The SEC proposal to amend the definitions of "accredited investor" in Rule 501(a) of Regulation D and "qualified institutional buyer" under Rule 144A to increase accessibility to private capital markets was published in the Federal Register. Comments must be submitted by March 15, 2020.

According to the SEC, the "accredited investor" definition would be amended to:

  • add new categories allowing natural persons to qualify as accredited investors based on certain professional certifications and designations, such as a Series 7, 65, 66 or 82 license, or other credentials issued by an accredited educational institution;

  • add a new category for investments in a private fund based on the person's status as a "knowledgeable employee" of the fund;

  • expand the current list of entities that may qualify as accredited investors to include certain limited liability companies, registered investment advisers and rural business investment companies ("RBICs");

  • introduce a new category for any entity, including a tribal government, owning investments in excess of $5 million and that was not formed for the specific purpose of investing in the securities offered;

  • add "family offices" with at least $5 million in assets under management and their "family clients," as each term is defined under the Investment Advisers Act; and

  • add the term "spousal equivalent" to the accredited investor definition by allowing spousal equivalents to pool their finances for the purpose of qualifying as accredited investors.

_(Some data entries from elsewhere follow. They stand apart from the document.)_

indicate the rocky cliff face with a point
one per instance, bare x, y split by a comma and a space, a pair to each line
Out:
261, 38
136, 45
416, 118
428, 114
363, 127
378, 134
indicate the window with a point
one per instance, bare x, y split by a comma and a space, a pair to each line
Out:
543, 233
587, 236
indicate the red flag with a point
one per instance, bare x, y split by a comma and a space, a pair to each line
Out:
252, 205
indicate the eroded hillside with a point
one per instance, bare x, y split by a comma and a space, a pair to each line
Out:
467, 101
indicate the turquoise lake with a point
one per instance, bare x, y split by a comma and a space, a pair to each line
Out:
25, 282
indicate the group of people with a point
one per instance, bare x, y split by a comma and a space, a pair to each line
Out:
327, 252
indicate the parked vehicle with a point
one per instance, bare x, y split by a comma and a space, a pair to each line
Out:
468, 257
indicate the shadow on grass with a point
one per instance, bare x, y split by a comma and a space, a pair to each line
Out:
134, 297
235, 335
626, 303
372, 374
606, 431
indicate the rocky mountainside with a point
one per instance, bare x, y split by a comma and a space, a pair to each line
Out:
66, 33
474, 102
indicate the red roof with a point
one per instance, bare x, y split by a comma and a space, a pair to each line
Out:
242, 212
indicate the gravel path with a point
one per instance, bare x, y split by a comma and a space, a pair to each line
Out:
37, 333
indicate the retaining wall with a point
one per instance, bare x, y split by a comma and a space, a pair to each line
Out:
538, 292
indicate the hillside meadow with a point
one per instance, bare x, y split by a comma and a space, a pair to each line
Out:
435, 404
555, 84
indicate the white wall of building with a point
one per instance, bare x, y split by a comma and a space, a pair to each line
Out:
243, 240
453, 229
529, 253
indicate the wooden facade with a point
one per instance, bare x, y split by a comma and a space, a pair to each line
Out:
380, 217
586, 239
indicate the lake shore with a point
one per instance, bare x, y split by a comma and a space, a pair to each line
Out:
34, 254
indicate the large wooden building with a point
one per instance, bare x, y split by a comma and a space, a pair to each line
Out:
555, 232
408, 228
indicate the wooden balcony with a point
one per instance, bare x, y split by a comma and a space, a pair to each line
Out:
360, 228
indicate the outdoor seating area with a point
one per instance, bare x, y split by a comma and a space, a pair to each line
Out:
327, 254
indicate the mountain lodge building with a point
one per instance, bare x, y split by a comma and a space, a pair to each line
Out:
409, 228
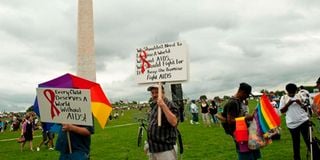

Additionally, the "qualified institutional buyer" definition would be modified to:

  • expand the types of entities eligible for qualified institutional buyer status to include certain limited liability companies and RBICs if they meet the $100 million in securities owned and investment threshold in the definition; and

  • add a "catch-all" category permitting certain institutional accredited investors to be qualified institutional buyers after satisfying the $100 million threshold.